Results: Only one cardiovascular mortality was reported in the tocilizumab group. Fifty percent of patients reached high cholesterol levels ≥ 5.2 mmol/L and LDL ≥ 3.37 mmol/L in the tocilizumab group at 36 months in a shorter time period compared to controls (60 months), P 0.001. There were no significant differences between groups for statin use (27% vs. 28%) However, there was a significantly higher mean dose of atorvastatin in the tocilizumab group compared to controls (20.6 mg vs. 16.6 mg, P 0.03).

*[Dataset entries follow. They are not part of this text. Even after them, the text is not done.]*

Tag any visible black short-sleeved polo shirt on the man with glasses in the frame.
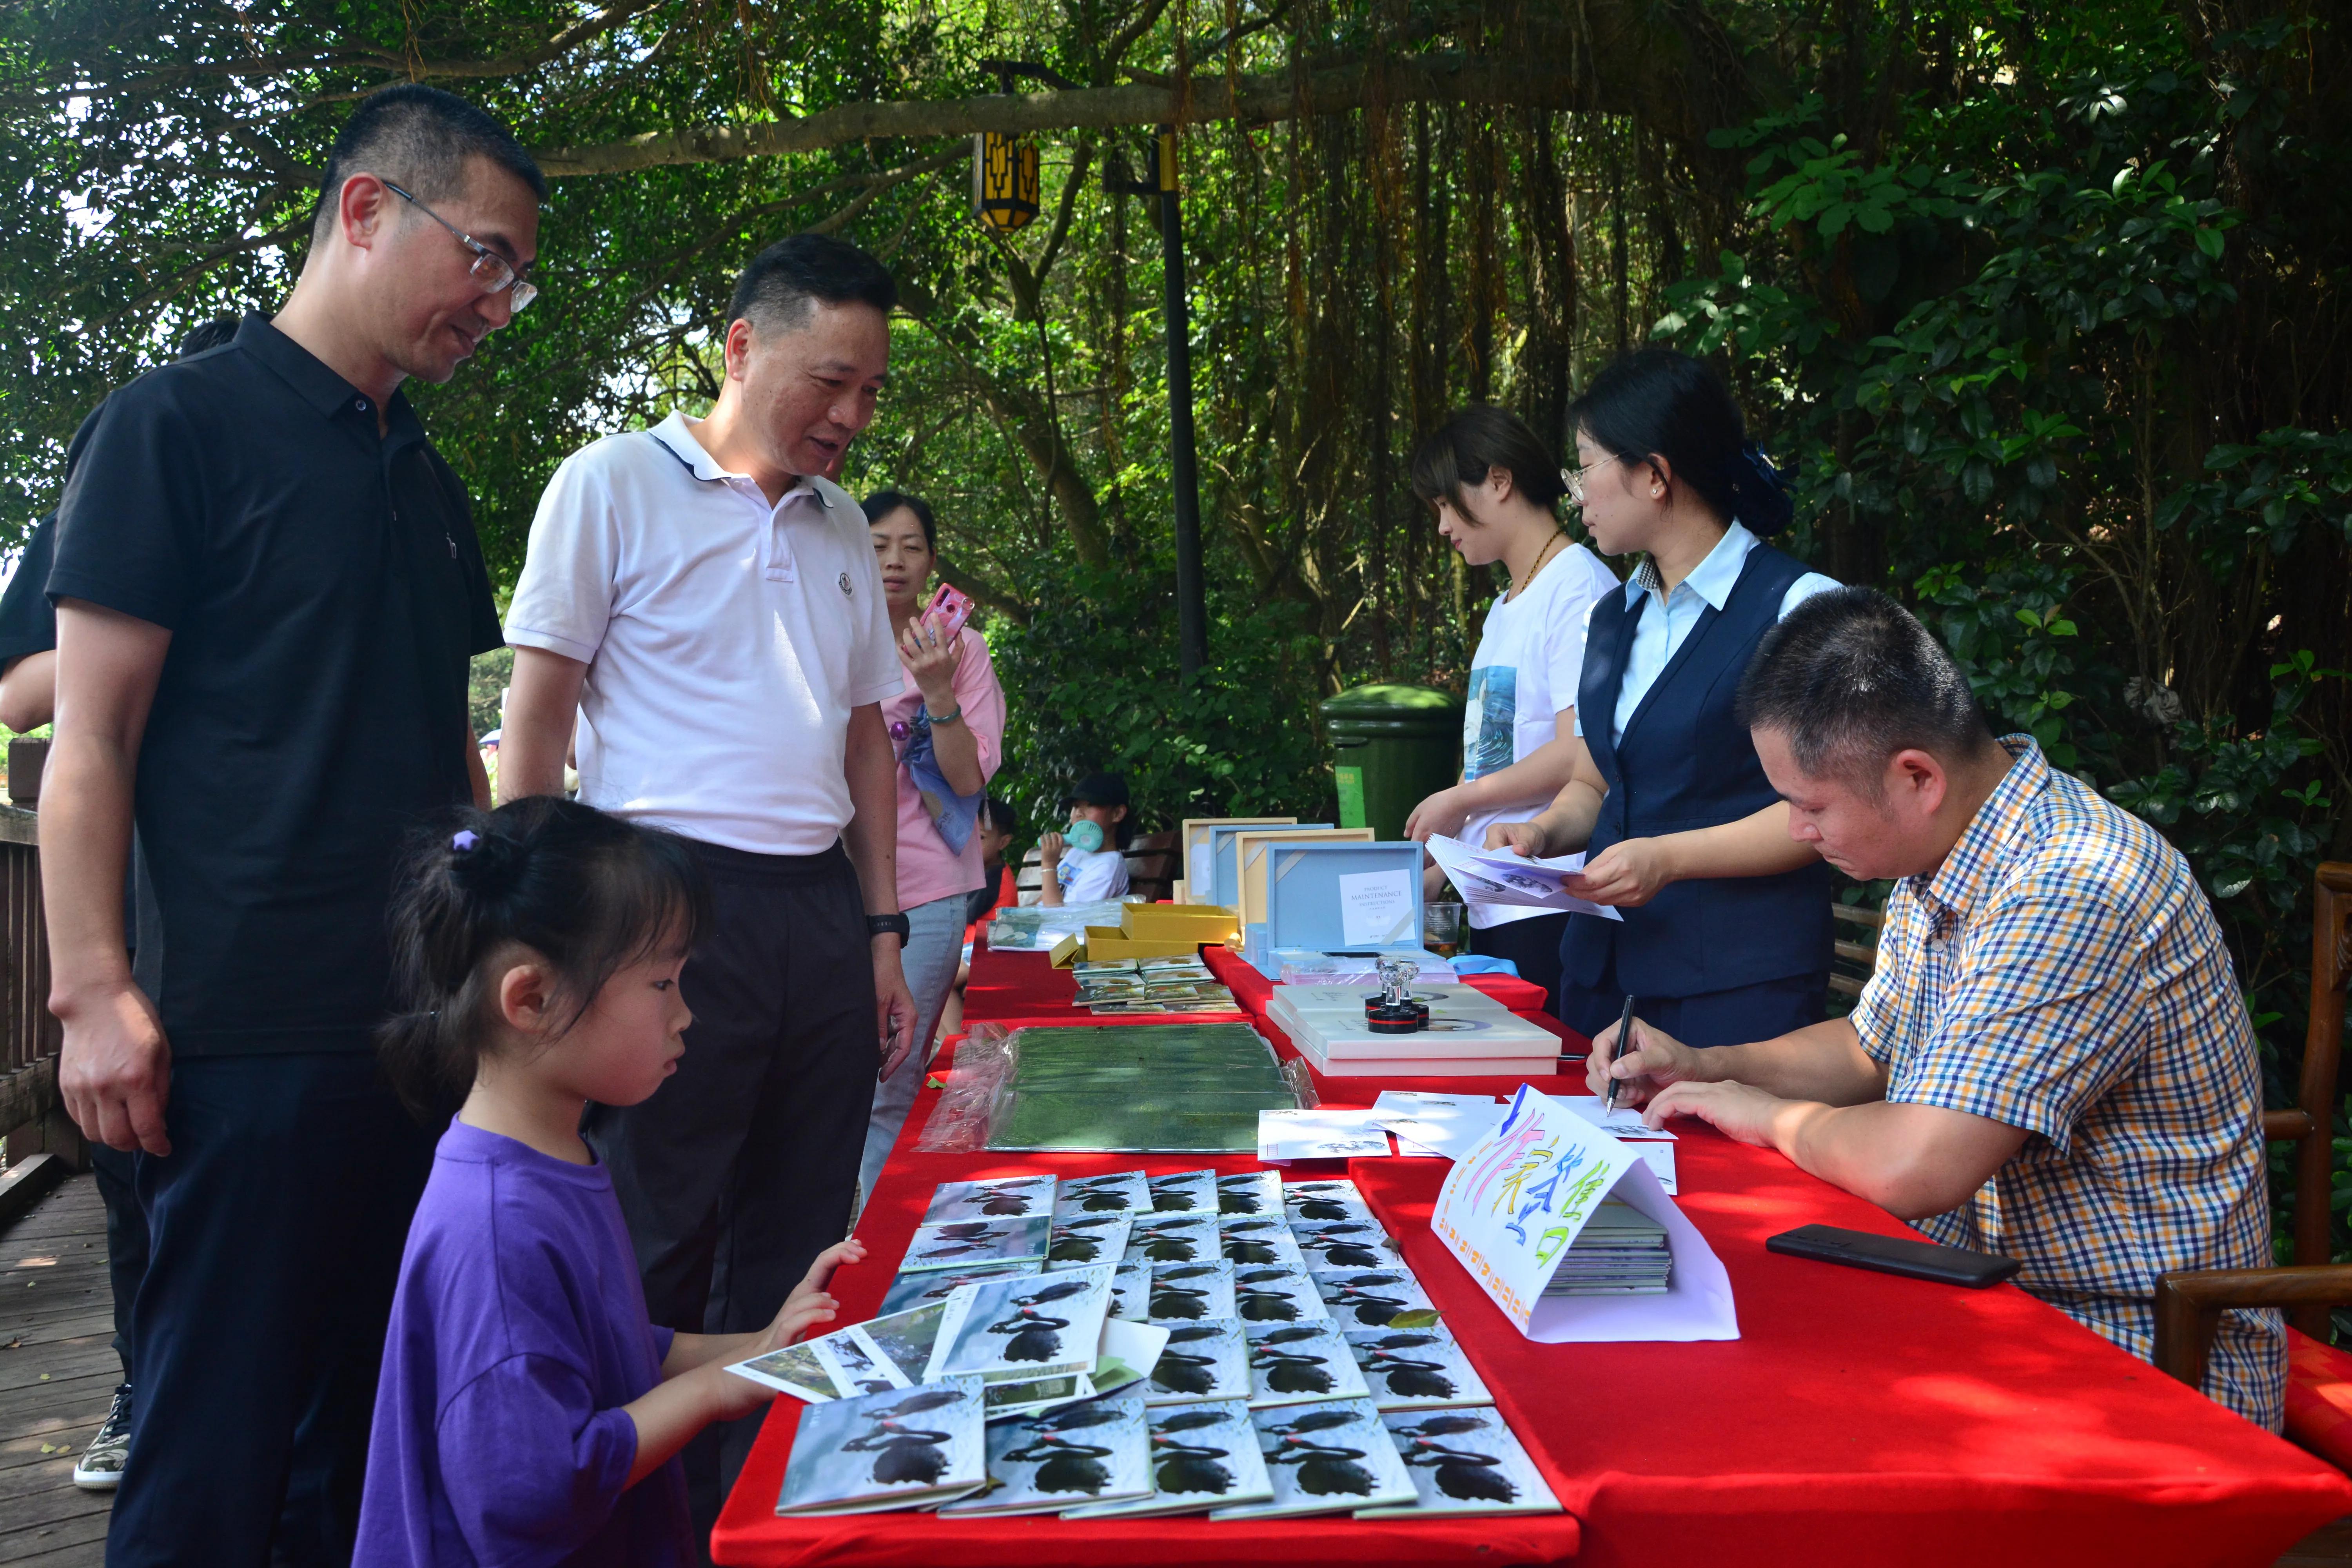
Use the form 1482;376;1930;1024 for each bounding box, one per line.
49;315;499;1056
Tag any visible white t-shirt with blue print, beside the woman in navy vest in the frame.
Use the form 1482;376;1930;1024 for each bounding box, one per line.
1458;545;1618;929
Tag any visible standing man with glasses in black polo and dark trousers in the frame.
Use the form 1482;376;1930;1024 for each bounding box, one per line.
40;85;546;1563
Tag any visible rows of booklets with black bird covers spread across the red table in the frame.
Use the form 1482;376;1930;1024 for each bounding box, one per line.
731;1171;1559;1519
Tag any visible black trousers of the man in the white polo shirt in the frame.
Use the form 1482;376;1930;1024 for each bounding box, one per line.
583;844;882;1542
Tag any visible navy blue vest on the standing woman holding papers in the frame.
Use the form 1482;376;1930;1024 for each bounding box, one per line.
1559;543;1832;997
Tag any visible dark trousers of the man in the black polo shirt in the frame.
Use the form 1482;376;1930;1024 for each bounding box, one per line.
106;1051;435;1568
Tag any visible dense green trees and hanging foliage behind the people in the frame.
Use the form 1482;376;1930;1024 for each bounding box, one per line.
0;0;2352;1250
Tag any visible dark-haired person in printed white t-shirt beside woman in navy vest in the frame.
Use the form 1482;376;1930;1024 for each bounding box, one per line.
1404;407;1618;1011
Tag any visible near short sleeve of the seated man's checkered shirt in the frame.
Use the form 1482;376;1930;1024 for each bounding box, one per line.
1886;875;2145;1154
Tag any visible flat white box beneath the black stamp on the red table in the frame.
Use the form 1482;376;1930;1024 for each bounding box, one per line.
1265;980;1559;1079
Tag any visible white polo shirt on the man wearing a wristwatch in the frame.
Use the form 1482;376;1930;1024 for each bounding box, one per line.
506;414;901;856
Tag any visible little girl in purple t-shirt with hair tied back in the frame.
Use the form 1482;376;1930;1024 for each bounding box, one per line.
355;797;866;1568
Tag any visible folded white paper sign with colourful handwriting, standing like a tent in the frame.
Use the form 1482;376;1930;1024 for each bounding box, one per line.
1430;1084;1740;1345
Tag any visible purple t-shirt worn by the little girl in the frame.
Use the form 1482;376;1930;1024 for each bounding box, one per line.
353;1122;694;1568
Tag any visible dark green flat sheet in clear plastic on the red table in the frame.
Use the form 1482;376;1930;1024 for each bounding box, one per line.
988;1023;1298;1154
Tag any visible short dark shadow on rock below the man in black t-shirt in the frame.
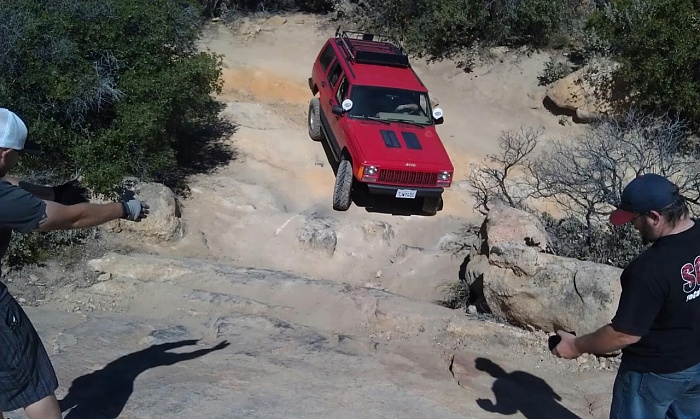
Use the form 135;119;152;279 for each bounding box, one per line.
474;358;579;419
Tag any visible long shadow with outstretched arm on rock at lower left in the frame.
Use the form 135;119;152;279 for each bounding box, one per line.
59;340;229;419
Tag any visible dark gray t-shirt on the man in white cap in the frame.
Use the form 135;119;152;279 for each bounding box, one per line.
0;179;46;303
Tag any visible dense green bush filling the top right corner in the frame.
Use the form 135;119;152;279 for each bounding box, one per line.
591;0;700;121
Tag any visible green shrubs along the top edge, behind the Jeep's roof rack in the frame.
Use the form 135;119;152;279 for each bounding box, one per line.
359;0;589;58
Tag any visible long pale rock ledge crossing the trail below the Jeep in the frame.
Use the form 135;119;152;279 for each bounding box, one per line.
53;253;542;347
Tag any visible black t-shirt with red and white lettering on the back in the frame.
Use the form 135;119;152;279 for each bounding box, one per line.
612;221;700;373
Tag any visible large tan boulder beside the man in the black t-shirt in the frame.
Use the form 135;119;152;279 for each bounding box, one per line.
466;206;621;333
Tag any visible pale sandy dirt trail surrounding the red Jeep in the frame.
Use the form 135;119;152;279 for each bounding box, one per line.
170;15;569;283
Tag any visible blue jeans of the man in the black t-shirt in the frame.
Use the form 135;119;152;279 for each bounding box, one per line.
610;362;700;419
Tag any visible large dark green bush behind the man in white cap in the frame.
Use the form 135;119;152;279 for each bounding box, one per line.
0;0;222;197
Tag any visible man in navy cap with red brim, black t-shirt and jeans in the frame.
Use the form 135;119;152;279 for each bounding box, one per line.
553;174;700;419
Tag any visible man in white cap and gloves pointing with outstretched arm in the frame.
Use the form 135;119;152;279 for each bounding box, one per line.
0;108;148;419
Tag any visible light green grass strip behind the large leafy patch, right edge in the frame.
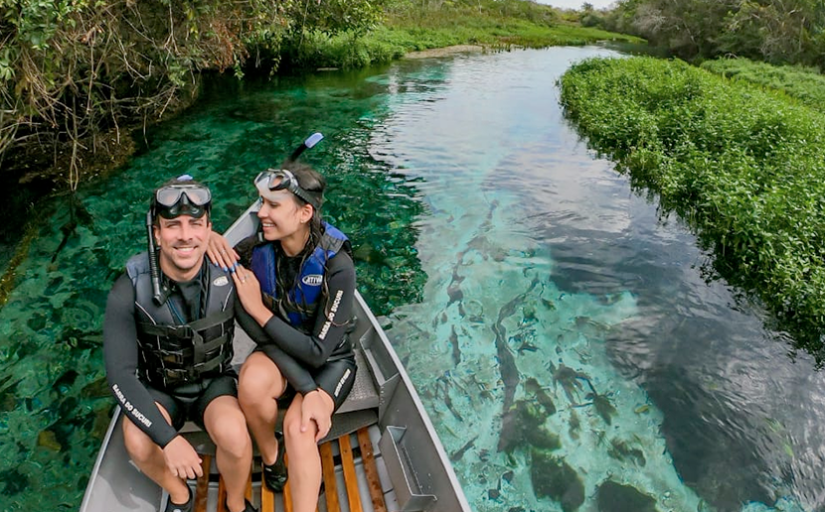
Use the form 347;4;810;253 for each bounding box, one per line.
701;58;825;112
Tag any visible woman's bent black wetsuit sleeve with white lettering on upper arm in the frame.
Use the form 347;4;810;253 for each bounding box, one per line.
264;252;355;368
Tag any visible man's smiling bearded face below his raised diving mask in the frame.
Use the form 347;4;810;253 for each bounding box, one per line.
155;215;212;281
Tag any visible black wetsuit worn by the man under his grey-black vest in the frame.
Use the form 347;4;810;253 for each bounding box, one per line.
103;263;237;448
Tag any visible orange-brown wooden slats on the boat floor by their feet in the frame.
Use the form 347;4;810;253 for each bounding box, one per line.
190;424;396;512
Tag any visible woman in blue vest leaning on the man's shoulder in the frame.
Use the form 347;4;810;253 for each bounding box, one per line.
209;161;356;512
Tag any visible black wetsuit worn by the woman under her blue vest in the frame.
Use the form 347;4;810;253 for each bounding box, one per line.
235;237;356;409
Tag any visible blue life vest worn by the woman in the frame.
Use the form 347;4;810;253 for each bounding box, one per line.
251;222;351;332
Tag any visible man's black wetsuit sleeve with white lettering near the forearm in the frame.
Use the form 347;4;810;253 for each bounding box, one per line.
103;274;177;448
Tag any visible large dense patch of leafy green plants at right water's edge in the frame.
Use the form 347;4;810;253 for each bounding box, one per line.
560;57;825;364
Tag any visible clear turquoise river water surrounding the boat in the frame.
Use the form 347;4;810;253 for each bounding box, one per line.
0;48;825;512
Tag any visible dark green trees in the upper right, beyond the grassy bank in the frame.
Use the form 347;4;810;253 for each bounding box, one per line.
581;0;825;69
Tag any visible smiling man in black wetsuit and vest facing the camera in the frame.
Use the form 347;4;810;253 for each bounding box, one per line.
103;175;254;512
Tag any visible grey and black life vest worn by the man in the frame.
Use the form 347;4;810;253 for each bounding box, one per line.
126;252;235;388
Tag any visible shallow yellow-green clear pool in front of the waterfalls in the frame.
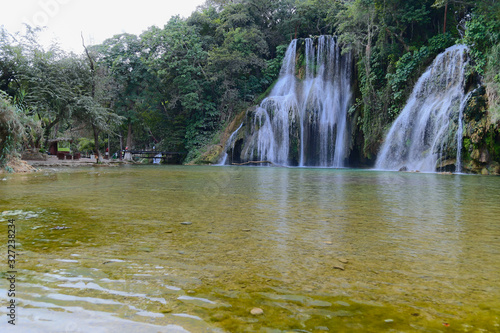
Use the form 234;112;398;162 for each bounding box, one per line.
0;166;500;333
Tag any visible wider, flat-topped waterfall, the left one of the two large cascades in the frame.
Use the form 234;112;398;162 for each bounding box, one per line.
225;36;351;167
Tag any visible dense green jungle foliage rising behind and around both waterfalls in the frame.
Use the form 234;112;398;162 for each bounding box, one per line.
0;0;500;163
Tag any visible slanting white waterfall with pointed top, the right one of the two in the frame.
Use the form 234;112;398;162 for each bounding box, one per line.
375;45;467;172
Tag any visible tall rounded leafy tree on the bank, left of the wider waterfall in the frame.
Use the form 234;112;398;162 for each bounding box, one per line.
141;17;218;158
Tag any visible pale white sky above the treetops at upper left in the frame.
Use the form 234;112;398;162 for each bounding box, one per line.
0;0;205;53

Conclusion: There was a lack of evidence of increased cardiovascular risk in correlation to hyperlipidemia secondary to tocilizumab treatment.
目的:研究托珠单抗起始对血脂的影响,与任何心血管事件的复合相关。方法:回顾性队列研究,使用2014年1月至2019年12月费萨尔国王专科医院和研究中心数据库的数据。纳入≥18岁的类风湿关节炎或青少年特发性关节炎患者,开始接受tocilizumab或其他生物治疗(抗tnf或利妥昔单抗),随访时间间隔至少为6-12个月至3-5年。结果:托珠单抗组仅报告1例心血管疾病死亡。与对照组(60个月)相比,tocilizumab组50%的患者在36个月内达到高胆固醇水平≥5.2 mmol/L和LDL≥3.37 mmol/L, P < 0.001。他汀类药物的使用在两组间无显著差异(27% vs 28%)。然而,托珠单抗组阿托伐他汀的平均剂量明显高于对照组(20.6 mg vs 16.6 mg, P 0.03)。结论:缺乏与托珠单抗治疗继发高脂血症相关的心血管风险增加的证据。